The re-relocated Oakland Raiders, who fled L.A. and rebooted here in 1995, lasted 7,948 days, and died at the hands of the 32 National Football League owners in a Phoenix boardroom.

There, the similarities end, but not the feelings.

The 32 franchise owners voted Monday at the league meetings in the Arizona Biltmore to give Mark Davis the same thing his father Al fought for 35 years ago – the right to leave. The first time, Al left without the owners’ support; this time, Mark did it eagerly courting the owners’ support, and in a few cases, overt aid.

But whether this move will take any better than the others remains a point only time can reveal. After all, when you chase money, sometimes the money decides not to get caught.

And that ultimately is what dictated this vote, and this move. Mark Davis decided at least three years ago, and perhaps longer, that the team left to him by his parents and future did not lie in Oakland, and worked aggressively if not always efficiently to find a new business home.

Like his father, though, leaving was time-consuming, expensive and came with a great deal of friction. He talked to San Antonio only to find out that Jerry Jones and Bob McNair would never allow him to move his team into their state. He tried to move to Los Angeles in tandem with San Diego’s Dean Spanos and marched cheerily to the altar only to find out at the last minute that it would end as a red wedding.

And even this time, he repeatedly false-started his way through a year of deals and abortive deals before finally convincing his wealthier and haughtier brethren that the new money of Las Vegas was a better bet than the tradition and size of Oakland.

As regards that supposition, only time and short-term greed vs. long-term growth will tell. The league hasn’t exactly covered itself in glory with the multiple ways it screwed up the Los Angeles and San Diego markets, after all, and Davis as the league’s cash-poorest owner is always vulnerable to market forces and bullying partners.

But the possibility that this move might turn out to be an ill-fated choice does nothing to assuage a second generation of jilted Raider fans. Those fans were badly served through most of Oakland Raiders 2.0, deserved better, and ended up with a bittersweet experience, heavy on the bitter. In total:

- There was the gall of watching the third-worst record in football in those 22 years (Detroit and Cleveland), the league high total of 12 non-interim head coaches and the added irritation of watching the team opt to leave just as it was freshly positioned for an extended run of success.

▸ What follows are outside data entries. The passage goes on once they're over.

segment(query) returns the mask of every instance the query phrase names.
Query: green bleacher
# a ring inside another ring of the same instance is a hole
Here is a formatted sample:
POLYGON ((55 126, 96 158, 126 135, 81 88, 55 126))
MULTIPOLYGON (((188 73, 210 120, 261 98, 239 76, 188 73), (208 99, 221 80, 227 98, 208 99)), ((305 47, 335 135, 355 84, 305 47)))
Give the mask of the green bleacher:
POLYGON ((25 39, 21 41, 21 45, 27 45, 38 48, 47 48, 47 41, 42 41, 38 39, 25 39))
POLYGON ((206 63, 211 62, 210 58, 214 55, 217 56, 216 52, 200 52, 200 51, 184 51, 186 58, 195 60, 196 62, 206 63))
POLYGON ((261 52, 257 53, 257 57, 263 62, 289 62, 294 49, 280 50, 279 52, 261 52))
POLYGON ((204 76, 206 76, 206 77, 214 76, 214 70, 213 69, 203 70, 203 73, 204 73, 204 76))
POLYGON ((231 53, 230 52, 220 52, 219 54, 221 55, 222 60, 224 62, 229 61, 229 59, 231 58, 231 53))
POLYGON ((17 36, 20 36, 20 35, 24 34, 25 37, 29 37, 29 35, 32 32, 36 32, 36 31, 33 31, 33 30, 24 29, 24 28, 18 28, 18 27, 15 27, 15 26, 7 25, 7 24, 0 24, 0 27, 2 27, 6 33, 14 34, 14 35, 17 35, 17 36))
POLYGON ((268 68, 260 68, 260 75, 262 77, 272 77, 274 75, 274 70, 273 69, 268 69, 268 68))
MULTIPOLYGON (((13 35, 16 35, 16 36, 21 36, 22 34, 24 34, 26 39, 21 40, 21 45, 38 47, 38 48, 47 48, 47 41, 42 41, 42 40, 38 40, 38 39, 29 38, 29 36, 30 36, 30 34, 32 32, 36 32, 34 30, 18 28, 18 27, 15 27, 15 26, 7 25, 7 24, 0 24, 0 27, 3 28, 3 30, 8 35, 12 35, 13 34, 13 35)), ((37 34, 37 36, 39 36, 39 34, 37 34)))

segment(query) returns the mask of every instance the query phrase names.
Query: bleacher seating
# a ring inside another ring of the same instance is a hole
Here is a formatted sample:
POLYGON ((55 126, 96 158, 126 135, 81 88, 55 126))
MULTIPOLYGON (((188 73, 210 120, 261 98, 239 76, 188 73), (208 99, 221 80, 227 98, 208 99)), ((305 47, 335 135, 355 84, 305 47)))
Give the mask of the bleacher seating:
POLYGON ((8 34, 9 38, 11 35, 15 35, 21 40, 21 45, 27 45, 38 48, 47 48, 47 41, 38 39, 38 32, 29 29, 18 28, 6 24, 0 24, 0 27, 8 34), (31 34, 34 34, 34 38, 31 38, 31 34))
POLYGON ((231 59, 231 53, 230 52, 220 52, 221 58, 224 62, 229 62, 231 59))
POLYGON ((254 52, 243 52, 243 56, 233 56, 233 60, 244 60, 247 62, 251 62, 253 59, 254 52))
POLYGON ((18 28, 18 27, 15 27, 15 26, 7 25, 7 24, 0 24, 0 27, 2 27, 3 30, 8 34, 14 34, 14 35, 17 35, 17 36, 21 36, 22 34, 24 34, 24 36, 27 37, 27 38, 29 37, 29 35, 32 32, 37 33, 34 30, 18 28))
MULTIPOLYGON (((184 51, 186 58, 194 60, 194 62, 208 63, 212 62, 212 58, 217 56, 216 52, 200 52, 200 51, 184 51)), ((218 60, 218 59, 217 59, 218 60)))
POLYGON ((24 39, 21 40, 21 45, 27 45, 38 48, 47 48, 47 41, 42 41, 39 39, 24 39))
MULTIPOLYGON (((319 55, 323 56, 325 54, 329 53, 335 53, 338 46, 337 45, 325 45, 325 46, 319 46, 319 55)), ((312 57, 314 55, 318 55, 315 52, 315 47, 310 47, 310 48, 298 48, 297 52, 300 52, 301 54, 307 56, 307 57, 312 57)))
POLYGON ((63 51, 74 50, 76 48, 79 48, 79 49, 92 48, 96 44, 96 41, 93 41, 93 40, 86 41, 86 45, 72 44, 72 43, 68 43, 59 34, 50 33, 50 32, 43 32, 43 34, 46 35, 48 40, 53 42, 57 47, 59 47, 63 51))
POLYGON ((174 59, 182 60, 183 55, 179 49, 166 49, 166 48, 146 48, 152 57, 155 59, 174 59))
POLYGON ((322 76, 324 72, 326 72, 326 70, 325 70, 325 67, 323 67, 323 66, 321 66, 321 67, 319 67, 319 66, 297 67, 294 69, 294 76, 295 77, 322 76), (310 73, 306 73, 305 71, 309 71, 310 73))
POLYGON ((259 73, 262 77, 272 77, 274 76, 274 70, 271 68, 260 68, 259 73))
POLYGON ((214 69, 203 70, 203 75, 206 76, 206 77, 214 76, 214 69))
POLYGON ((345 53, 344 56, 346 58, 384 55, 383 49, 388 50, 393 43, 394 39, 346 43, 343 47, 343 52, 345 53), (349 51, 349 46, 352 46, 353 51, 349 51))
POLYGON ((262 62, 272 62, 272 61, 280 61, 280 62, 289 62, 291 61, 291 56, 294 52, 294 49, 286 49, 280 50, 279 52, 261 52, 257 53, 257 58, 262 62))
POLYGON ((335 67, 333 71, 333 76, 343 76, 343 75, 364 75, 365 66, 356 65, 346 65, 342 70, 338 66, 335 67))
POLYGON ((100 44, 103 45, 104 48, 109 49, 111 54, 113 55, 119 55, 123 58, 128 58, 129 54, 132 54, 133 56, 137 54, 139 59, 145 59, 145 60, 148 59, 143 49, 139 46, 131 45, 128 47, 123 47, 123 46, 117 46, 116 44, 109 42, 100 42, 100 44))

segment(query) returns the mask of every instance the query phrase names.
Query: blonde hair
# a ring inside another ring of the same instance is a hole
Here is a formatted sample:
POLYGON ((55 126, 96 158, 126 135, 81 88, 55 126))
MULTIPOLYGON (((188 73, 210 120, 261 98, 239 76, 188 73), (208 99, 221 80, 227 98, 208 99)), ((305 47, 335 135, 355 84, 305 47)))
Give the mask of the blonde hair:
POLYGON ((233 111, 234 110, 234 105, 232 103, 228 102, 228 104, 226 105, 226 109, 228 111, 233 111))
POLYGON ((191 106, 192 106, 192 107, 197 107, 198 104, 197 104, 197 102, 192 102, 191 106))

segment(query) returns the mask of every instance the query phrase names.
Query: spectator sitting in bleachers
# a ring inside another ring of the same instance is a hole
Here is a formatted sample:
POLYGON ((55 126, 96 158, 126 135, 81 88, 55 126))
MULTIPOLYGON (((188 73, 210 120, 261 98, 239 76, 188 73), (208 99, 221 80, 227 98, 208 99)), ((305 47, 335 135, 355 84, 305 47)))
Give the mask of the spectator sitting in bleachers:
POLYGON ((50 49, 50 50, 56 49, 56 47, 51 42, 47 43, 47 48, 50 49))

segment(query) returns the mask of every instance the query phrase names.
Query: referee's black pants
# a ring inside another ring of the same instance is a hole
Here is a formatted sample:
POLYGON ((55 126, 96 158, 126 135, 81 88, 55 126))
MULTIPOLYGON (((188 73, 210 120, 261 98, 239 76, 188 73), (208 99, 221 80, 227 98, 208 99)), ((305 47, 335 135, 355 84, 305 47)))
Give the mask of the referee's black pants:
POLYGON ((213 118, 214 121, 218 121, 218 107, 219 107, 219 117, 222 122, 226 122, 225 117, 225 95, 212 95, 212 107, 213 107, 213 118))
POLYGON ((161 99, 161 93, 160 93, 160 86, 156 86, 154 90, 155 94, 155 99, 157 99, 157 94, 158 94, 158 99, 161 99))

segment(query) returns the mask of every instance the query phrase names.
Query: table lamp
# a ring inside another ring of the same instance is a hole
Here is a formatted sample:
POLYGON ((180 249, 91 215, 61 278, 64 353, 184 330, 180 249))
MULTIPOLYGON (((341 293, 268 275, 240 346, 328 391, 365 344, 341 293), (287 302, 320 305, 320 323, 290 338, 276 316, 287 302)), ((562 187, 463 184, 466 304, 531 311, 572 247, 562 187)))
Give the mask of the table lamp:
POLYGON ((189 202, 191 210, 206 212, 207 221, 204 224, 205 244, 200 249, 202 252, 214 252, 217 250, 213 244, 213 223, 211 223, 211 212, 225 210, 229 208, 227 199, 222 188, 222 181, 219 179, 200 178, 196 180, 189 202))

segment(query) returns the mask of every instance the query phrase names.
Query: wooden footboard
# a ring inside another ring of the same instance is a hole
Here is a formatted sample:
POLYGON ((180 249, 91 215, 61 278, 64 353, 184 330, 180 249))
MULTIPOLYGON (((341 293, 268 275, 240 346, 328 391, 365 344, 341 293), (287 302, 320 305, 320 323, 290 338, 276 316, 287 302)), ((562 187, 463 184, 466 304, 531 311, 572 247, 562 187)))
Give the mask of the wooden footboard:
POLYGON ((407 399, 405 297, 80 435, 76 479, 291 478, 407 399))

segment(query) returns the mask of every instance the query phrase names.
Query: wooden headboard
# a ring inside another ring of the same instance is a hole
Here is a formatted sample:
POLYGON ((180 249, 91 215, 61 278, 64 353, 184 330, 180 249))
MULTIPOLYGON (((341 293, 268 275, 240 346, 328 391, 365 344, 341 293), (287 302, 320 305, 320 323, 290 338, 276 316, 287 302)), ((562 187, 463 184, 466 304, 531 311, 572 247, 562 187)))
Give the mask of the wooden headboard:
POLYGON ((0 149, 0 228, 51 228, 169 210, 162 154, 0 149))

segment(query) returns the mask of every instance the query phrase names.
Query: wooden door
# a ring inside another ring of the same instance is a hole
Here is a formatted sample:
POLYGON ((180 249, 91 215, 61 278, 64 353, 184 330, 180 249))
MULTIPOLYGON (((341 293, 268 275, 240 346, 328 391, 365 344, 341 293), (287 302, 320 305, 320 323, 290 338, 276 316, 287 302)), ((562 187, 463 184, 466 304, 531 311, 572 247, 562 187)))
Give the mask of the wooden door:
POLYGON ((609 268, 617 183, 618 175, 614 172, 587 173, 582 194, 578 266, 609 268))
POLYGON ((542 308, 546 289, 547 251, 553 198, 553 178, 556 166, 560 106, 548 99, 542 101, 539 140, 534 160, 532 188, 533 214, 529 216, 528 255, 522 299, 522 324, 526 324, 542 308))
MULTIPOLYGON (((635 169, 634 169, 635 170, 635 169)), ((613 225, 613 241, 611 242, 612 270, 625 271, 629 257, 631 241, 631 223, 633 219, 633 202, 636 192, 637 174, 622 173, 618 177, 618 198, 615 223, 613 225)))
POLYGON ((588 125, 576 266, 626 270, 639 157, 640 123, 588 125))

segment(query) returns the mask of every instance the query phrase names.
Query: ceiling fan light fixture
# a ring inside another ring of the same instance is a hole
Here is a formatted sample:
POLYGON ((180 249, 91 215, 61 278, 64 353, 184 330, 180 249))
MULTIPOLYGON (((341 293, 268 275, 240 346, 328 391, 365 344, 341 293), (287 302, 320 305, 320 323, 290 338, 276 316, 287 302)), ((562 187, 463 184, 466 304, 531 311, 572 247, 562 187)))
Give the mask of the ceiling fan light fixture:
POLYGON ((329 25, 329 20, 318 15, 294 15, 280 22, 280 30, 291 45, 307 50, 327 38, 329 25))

- There was the financial and architectural sinkhole of Mount Davis, which added seats and as-yet-unpaid debt while removing ambience from an old stadium living off the memories of the best Raider teams.

- There was the organizational paralysis of the later Al years and the aggressive wanderlust of the Mark years, leaving the fans to wonder what stable ownership might have offered.

In short, the new generation of Raider fans got remarkably little bang for their bucks, or for their hearts, and still got the same cruel reward their parents did.

Still, the Raiders were theirs, for good or ill, even if the last few years they only kept their team through the fecklessness of their owner. Now that the team is leaving again, these fans have only the commiserations their parents and older relatives who went through it once before, and learned in the most painful way of all that cities and fans don’t own teams – billionaires do, and billionaires are only citizens of the empire of money. Fans and cities and traditions and allegiances are merely wallets toward an end.

But one never knows what the future will bring. They might come back in 2030 and give it another 8,000-day try for the children of the brokenhearted. It would be a particularly perverse thing for the Raiders to do, but there is nothing in their history that suggests they mind treating their fan bases perversely.